Geschicklichkeitsspiel

Die Anforderungen an einen raumhohen und raumbildenden Kastenträger, der aus zwei parallel verlaufenden Fachwerkträgern besteht, sind im Hochbau vielfältig. Der prismatische Körper muss neben den tragwerksplanerischen und statischen Kriterien auch den Anforderungen der Gebäudetechnik und der Bauphysik gerecht werden. Um tiefe Herstellungskosten zu erreichen, wird eine möglichst einfache Konstruktion vorausgesetzt. Wegen des ungünstigen Verhältnisses von Lohnkosten zu Materialkosten entwickelten die Bauingenieure von Schnetzer Puskas eine Struktur, die mit möglichst wenig Arbeitsaufwand hergestellt werden konnte. Primäres Ziel war nicht, eine geringe Stahltonnage zu erreichen. Die aufwendige architektonische Struktur musste vielmehr für die Ausführung konstruktiv vereinfacht werden – das Tragwerk sollte trotz komplexem Bau eine gewisse Einfachheit und Systematik aufweisen. Dabei standen Kosten und Machbarkeit im Vordergrund.

Spielregeln

Raumhohe Fachwerkträger sind im Bürobau meist nicht erwünscht, da die Diagonalen vor den Fenstern verlaufen. Vierendeelträger, die nur aus Gurten und Pfosten bestehen, lassen rechteckige Fensteröffnungen zu und bieten sich deswegen an.
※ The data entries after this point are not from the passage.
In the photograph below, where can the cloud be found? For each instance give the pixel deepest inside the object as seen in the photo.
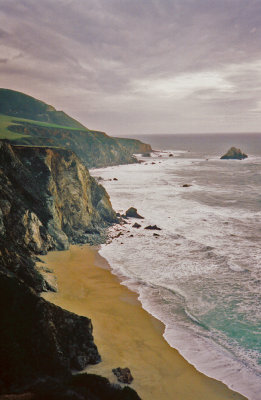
(130, 65)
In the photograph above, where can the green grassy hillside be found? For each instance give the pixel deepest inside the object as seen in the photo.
(33, 123)
(21, 105)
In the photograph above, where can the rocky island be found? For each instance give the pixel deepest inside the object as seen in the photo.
(234, 154)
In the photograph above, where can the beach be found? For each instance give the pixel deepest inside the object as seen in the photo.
(126, 335)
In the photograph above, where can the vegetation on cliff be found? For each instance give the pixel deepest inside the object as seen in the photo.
(27, 121)
(47, 200)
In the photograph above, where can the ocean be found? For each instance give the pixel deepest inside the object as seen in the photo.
(202, 275)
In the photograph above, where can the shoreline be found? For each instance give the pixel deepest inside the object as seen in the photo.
(126, 334)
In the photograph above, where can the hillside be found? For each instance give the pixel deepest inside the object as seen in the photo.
(27, 121)
(47, 200)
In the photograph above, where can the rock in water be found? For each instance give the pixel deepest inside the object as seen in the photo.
(123, 375)
(132, 213)
(234, 154)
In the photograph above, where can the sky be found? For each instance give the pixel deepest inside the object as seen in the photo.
(130, 67)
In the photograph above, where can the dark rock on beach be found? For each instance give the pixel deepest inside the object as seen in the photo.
(153, 227)
(234, 154)
(132, 213)
(123, 375)
(38, 338)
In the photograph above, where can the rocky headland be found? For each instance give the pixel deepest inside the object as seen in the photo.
(47, 201)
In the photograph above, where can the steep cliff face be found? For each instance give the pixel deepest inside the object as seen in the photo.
(39, 339)
(47, 200)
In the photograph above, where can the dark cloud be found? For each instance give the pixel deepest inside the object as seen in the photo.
(126, 65)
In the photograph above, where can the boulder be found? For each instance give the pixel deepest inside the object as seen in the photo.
(153, 227)
(132, 213)
(234, 154)
(123, 375)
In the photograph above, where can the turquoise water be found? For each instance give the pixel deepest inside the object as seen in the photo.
(202, 276)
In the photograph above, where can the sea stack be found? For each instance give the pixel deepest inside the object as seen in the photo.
(234, 154)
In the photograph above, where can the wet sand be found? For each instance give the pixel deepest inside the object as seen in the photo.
(126, 335)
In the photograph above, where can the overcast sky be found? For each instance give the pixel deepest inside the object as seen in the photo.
(138, 66)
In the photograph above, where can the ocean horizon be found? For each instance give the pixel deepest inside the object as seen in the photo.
(200, 275)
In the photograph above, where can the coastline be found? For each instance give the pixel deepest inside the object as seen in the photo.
(126, 334)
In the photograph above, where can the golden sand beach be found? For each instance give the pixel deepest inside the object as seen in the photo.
(126, 335)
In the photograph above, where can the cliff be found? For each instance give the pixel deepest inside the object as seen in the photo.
(27, 121)
(47, 200)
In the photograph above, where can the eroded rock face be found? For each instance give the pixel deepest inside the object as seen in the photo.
(234, 154)
(38, 338)
(47, 200)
Wirtschaftliche Trägersysteme bedingen eine hohe und kontinuierliche Ausnutzung der eingesetzten Profilquerschnitte und des verwendeten Baustoffs, bei möglichst reduziertem Arbeitsaufwand für die Herstellung. Insbesondere ist es von Vorteil, die Gurte mit einem konstanten Querschnitt auszubilden, damit die arbeitsintensiven Schweissarbeiten reduziert werden können. Vierendeelträger sind jedoch nicht sehr wirtschaftlich. Die Pfosten und Gurte werden nicht nur mit Normalkräften, sondern auch mit Querkräften und auf Biegung beansprucht, und bei den verwendeten Profilen wirkt nur der statische Hebelarm – die statische Höhe der raumhohen Träger kann nicht effizient ausgenutzt werden. Dies führt zu einem weichen Tragsystem, das mit einem relativ hohen konstruktiven und materialspezifischen Aufwand versteift werden muss.
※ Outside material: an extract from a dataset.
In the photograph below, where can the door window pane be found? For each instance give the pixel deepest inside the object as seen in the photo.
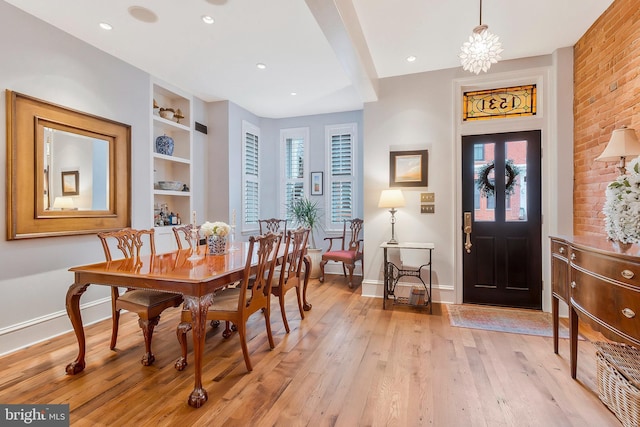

Aus den divergierenden Anforderungen bezüglich Nutzung und Kosten ergab sich in einem intensiven Planungsprozess zwischen allen Beteiligten (vgl. Kasten S. 22) ein Trägersystem, das sich aus Vierendeel- und Fachwerkträgern zusammensetzt. Die Bauingenieure kombinierten die Eigenschaften des Fachwerkträgers mit denjenigen des Vierendeelträgers.
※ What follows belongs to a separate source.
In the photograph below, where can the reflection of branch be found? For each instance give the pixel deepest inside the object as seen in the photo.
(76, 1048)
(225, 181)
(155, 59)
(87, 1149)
Tragende Scheiben im Stabgewirr

Das Gebäude hat keine Kerne, die den horizontalen Lastabtrag sicherstellen. Die meisten Stützen sowie die am direkten Lastabtrag beteiligten Fachwerkstäbe wie Vierendeelpfosten und Diagonalstäbe sind nicht lotrecht ausgerichtet. Die daraus resultierenden horizontalen Ablenkkräfte, aber auch die Erdbeben- und Windkräfte sowie das bezüglich des Reaktionszentrums entstehende Torsionsmoment müssen über die Fachwerke sowie Decken und Böden der Kastenträger teilweise ausgeglichen und abgetragen werden. Dabei funktionieren die Fachwerke als vertikale und die Decken und Böden als horizontale Scheiben. Die Deckenscheiben sind als Verbundquerschnitt konzipiert, bestehend aus den Stahlprofilen der Trägergurte und den dazwischenliegenden Betondecken.

Standort Wettbewerb

Der Aufwand für das Tragsystem übersteigt trotz einem ausgeklügelten Trägersystem mit optimierten Querschnitten den üblichen Rahmen für ein Bürogebäude. Wie bei modernen Glasbauten im Allgemeinen ist bei diesem speziellen Projekt die Tragkonstruktion jedoch nicht der hauptsächliche Kostenfaktor. Die mit der Gebäudestruktur generierte Oberfläche ist beträchtlich und schlägt sich entsprechend auch im Aufwand für die Fassade nieder – gerade weil die Gebäudeoberfläche im Hinblick auf den zukünftigen Energieverbrauch einem hohen Standard genügen musste. Die Gebäudestruktur bzw. das Tragsystem schafft aber Büroräume, die bezüglich der Beleuchtung und der Erschliessung optimale Verhältnisse bieten. Insbesondere das modulare Raster der Bürobalken und die stützenfreien Räume ermöglichen verschiedene Bürotypologien und unterschiedlich grosse Bürozellen.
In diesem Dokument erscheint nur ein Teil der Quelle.